Understanding B2B customer roles and needs

Our view of business is based on three beliefs:

  1. Long-term profitability depends on customer loyalty

  2. Customer loyalty is created through consistently great customer experience

  3. Great customer experiences come from meeting customer needs

Everything starts with customer needs, so lets take a closer look at how they should feature in your insight.

What are customer needs?

In B2B markets it's easy to make the mistake of taking a strictly functional approach to customer needs. It's true that customers want a good quality product, delivered on time, and an accurate invoice...but there's always more to it than that.

To help people across the organisation think about this we use a model made up of 4 types of need: functional, ease, relationship, and individual.

The detail of what customer needs are depends on the customer, which is why you need to do your research, but thinking in terms of groups like this helps to open up the full range of needs that make a difference to the customer experience.

One example that comes up again and again in B2B markets is that customers will remember for years those occasions where you went the extra mile to fit in an urgent request when it really mattered for them. That's not a product feature, but it's just as much a part of your proposition as price and quality.

How do they vary?

In a complex B2B sector, and construction is a good example of this, a manufacturer should be thinking not just about one set of customer needs, but how needs vary across different types of customer.
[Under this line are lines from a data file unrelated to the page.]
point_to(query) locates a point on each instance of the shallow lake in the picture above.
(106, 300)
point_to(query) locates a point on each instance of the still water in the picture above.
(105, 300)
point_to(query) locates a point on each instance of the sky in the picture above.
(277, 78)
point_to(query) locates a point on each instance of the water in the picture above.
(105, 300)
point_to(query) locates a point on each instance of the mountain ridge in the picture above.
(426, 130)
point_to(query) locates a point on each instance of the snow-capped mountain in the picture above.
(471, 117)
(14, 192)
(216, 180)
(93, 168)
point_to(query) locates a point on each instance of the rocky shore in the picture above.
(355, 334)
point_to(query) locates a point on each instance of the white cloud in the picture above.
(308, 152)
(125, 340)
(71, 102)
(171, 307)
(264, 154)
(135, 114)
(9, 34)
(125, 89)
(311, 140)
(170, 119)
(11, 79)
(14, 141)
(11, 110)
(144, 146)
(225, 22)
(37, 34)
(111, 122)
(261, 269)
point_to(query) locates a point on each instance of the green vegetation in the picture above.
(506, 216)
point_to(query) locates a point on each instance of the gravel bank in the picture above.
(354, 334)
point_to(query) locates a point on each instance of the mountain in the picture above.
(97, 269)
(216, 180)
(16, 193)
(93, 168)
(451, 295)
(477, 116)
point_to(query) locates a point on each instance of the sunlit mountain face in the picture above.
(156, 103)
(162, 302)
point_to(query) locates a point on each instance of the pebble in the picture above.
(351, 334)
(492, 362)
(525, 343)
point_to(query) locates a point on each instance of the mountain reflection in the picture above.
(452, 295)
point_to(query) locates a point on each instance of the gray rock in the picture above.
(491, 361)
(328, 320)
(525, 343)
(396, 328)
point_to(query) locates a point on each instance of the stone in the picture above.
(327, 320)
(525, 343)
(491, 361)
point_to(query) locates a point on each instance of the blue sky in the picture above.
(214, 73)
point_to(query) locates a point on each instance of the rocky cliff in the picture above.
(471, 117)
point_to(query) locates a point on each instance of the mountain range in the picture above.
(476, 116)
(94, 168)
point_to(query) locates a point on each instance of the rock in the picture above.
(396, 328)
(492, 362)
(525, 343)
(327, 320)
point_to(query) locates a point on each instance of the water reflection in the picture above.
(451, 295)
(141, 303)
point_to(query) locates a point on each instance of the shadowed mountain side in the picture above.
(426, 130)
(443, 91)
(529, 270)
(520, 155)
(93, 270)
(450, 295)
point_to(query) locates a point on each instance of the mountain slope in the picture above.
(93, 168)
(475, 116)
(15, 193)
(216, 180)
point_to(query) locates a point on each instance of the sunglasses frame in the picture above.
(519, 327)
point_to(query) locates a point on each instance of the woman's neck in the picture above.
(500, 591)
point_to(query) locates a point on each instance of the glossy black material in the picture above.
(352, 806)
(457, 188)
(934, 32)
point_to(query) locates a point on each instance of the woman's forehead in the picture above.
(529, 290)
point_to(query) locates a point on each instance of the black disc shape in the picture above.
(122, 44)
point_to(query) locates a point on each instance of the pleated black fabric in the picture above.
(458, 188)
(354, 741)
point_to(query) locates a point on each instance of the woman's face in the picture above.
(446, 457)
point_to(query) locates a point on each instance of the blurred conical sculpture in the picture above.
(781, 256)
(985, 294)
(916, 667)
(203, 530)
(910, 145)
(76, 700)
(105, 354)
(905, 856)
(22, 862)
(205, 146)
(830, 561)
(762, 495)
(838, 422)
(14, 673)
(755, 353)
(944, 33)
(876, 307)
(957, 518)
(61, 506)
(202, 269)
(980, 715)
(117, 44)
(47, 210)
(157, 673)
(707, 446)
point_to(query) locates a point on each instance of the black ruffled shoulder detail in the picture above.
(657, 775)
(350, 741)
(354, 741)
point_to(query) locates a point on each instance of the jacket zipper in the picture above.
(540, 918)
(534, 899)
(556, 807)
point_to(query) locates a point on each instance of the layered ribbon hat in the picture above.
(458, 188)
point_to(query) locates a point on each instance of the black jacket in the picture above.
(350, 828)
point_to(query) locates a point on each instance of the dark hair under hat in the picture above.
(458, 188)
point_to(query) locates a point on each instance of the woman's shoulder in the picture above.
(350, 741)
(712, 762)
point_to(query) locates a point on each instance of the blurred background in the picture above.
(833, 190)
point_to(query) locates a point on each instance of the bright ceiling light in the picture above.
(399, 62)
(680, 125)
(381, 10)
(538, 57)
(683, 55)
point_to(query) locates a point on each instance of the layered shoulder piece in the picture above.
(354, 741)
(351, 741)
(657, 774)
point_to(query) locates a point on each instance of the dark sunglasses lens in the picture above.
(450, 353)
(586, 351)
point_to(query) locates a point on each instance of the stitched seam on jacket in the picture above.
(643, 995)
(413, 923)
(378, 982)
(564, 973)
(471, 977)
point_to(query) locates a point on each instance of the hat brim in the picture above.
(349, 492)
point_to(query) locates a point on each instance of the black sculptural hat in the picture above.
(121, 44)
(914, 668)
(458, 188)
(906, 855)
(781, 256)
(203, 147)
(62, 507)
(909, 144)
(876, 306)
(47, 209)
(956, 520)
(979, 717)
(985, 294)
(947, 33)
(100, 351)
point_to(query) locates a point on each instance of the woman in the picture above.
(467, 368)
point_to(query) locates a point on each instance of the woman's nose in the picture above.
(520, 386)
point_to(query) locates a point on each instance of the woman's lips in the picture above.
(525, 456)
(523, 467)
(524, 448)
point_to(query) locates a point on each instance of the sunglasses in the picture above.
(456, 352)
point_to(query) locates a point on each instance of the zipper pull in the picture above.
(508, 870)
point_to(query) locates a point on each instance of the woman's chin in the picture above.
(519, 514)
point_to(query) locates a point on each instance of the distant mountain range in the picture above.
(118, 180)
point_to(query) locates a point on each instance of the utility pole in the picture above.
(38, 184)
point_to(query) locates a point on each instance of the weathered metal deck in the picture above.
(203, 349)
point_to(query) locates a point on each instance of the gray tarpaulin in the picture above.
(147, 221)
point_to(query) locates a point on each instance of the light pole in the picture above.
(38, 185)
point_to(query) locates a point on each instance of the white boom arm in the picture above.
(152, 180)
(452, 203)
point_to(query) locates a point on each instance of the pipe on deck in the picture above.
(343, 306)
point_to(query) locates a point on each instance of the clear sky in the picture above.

Needs vary by type of organisation, but also across roles in the project. Many of these roles are not traditional "customers" at all, but may have a big part in deciding which supplier is used.

So what you should aim to build up is a full picture of those needs, and how they vary across all the different customer roles that you identify. These are just examples, and in the real world there are likely to be more, but the point is that these customer roles will have different needs at every level of the pyramid, from functional to individual.

How do we find out what they are?

Both your understanding of customer roles and your insight into what their needs are should come from qualitative research.

It's only by talking to customers and observing the context in which your products and services are used that you can map out these questions in realistic detail, based on real customers rather than stereotypes.

Doing this work is essential if you want to open up the "lens of the customer", and you can't do it just by speaking to the contacts on your database.